Prix qui augmente, travaux supplémentaires : utiliser un avenant
Après signature, une hausse du prix fournisseur ne permet pas à elle seule de refaire le contrat. Si le devis comporte une clause de révision valable, appliquez exactement son indice, sa date de référence et sa formule. Sans clause, recherchez un accord écrit. Pour des travaux supplémentaires demandés par le client ou révélés par une situation imprévisible, préparez un avenant ou un devis complémentaire avant de les réaliser, sauf urgence de mise en sécurité dûment documentée.
L’avenant décrit la modification, son prix, son effet sur le planning et le nouveau total. Il ne réécrit pas silencieusement l’offre initiale. Cette discipline protège l’artisan contre le « je pensais que c’était compris » et protège le client contre une facture inattendue. Photos, comptes rendus et échanges sont utiles, mais une validation chiffrée reste la preuve la plus simple.
La méthode simple pour ne plus perdre une acceptation
Avec NovartisanPro, vous suivez le statut de chaque devis et retrouvez la version acceptée avec le dossier client. Une offre nette, un délai visible et une acceptation traçable inspirent confiance bien avant le premier coup de marteau. C’est aussi un levier commercial : le client sait jusqu’à quand décider, ce qui sera fait et quand le chantier pourra réellement commencer.
- Afficher une date limite précise sur chaque version du devis
- Programmer une relance avant l’échéance, sans présenter l’expiration comme une fausse urgence
- Archiver l’offre envoyée et l’heure de son acceptation
- Bloquer toute modification d’un devis signé et passer par un avenant
- Distinguer dans le planning : validité, rétractation éventuelle, acompte, démarrage et durée des travaux
Questions fréquentes
Quelle durée de validité indiquer sur un devis artisan ?
Choisissez une durée explicite adaptée à vos prix fournisseurs, à votre planning et au temps nécessaire au client pour décider.

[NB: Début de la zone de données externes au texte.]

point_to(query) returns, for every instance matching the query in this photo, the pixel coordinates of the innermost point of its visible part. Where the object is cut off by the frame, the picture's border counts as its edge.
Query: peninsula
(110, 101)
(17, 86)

La date limite ou le nombre de jours doit être clairement calculable.
Un devis expiré peut-il encore être accepté ?
Il ne lie plus automatiquement l'entreprise. Confirmez par écrit que vous maintenez l'offre ou adressez un nouveau devis intégrant les prix, délais et conditions à jour.
Le délai de rétractation de 14 jours prolonge-t-il la validité du devis ?
Non, ce sont deux délais indépendants. La durée de validité concerne le temps laissé pour accepter l'offre ; le délai de rétractation, lorsqu'il s'applique à un particulier démarché à distance ou hors établissement, court séparément à partir de la conclusion du contrat.
Un devis accepté avant l'échéance reste-t-il valable si les travaux démarrent après la date de validité ?
Oui. L'expiration de la période de validité concernait l'acceptation de l'offre, pas la survie du contrat. Un devis signé dans les délais engage les deux parties selon les conditions convenues, même si le chantier démarre plus tard comme prévu.
Comment gérer une hausse du prix fournisseur après acceptation du devis ?
Sans clause de révision valable prévue au devis, une hausse ne justifie pas à elle seule une renégociation unilatérale : recherchez un accord écrit avec le client. Avec une clause, appliquez exactement son indice, sa date de référence et sa formule telle que rédigée.